Saint-Just, l’ange de la mort de la Révolution

Bien né, Louis-Antoine de Saint-Just (1767-1794) est un des intellectuels de la Révolution française, au parcours aussi bref que fulgurant. Ainsi vont les extrémistes ! Sous la haute autorité de Jean Tulard, Noël Simsolo au scénario et Michael Malatini au dessin retracent dans leur album Saint-Just l’ascension et la chute de ce démon de la République.

Une ascension fulgurante

Admirateur de Robespierre, Saint-Just échoue une première fois, du seul fait de la limite d’âge. Trop jeune pour représenter le peuple. Il devient l’année suivante le benjamin de l’Assemblée, à 24 ans. Et aussitôt ses capacités oratoires ainsi que son intransigeance en font une figure centrale.

Il s’illustre dès son élection par une rigueur et un sens du sacrifice, d’autrui. Le peuple doit mourir pour la Patrie et la République, alors en guerre contre une coalition forte. Et il mènera de front deux combats : celui de la guerre, et, avec Robespierre, celui de la condamnation du roi. Il gagnera ces deux combats. Et il deviendra un des piliers du club des Jacobins.

Une idéologie mortifère

[la loi des suspects] qui permet d’arrêter ceux qui, n’ayant rien fait contre la liberté, n’ont rien fait pour elle. Car ce qui constitue une République, c’est la destruction entière de ce qui lui est opposé. (1)
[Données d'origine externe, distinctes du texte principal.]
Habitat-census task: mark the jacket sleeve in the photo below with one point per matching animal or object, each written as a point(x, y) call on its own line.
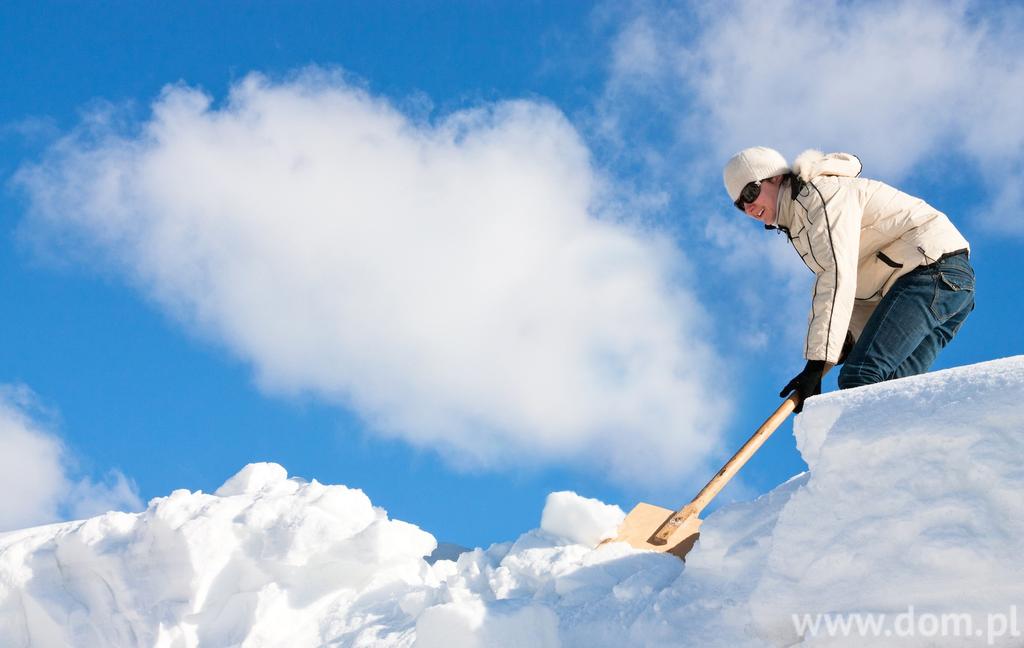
point(834, 218)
Imaginez la pire dictature communiste du XXe siècle, bornée dans une idéologie stricte et qui manœuvre le peuple avec la plus strict rigueur, violence, intransigeance. Vous aurez une idée de ce feu qui animait — aveuglait… — le si mal nommé Saint-Just, qui fut bourreau de son propre peuple. Il fut terrible avec les soldats, avec le peuple, avec les révolutionnaires pas assez tyranniques selon lui, donc des traitres, car ces gens-là ne pensent qu’en manichéens : compagnons ou ennemis. Lénine citait souvent Robespierre et Saint-Just…
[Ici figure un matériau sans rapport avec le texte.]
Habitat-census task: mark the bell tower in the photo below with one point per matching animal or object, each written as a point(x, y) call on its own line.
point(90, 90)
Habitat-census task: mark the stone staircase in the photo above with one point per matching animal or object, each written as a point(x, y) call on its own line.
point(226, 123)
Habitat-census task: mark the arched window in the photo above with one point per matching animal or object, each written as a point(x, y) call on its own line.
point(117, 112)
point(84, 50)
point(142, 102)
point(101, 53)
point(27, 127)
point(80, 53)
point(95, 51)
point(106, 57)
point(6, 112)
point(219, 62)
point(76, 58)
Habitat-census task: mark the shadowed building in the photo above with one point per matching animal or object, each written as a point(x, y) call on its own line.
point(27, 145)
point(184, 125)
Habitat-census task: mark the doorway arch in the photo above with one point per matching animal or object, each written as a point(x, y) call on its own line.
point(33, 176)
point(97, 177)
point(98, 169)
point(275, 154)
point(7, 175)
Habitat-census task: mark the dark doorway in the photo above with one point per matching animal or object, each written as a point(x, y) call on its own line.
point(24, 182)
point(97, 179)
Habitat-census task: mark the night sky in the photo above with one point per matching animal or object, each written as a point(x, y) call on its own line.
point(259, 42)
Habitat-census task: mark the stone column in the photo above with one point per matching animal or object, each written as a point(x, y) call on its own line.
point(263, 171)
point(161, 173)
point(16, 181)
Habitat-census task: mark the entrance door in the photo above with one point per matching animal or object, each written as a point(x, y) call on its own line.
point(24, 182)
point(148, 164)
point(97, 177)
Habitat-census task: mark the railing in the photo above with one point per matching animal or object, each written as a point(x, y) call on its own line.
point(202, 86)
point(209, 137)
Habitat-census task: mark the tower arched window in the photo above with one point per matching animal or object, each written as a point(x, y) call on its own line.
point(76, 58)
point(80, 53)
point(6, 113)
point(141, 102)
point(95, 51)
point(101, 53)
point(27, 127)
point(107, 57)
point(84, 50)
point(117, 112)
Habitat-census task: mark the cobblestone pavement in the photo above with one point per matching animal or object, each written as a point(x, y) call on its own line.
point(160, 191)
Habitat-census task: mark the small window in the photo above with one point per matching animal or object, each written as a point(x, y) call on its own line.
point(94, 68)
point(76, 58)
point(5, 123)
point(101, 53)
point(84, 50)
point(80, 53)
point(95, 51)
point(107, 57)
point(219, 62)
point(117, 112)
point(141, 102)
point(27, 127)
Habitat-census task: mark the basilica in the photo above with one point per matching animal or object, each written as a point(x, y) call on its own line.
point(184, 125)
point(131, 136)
Mais quand la Terreur s’acheva, et qu’on revint à une République plus apaisée et moins sanglante, il accepta de mourir dignement. Il ne se débattit pas quand on l’arrêta pour le conduire à l’échafaud. Il suivit Robespierre, écrasé comme tyran, et finit par la guillotine qu’il avait tant nourri de ses adversaires.

Le destin de Saint-Just est d’être un extrémiste de la République, au point d’y sacrifier toute idée républicaine et toute valeur humaine. Le travail précis et exigeant de cet album est émérite.

Loïc Di Stefano

Noël Simsolo (scénario), Jean Tulard (historien), Michael Malatini (dessin), Saint-Just, Glénat / Fayard, « Ils ont fait l’Histoire », octobre 2022, 56 pages, 14,95 euros

(1) Sur la loi des Suspects, qu’il fait voter, on consultera l’article de la revue Herodote.net.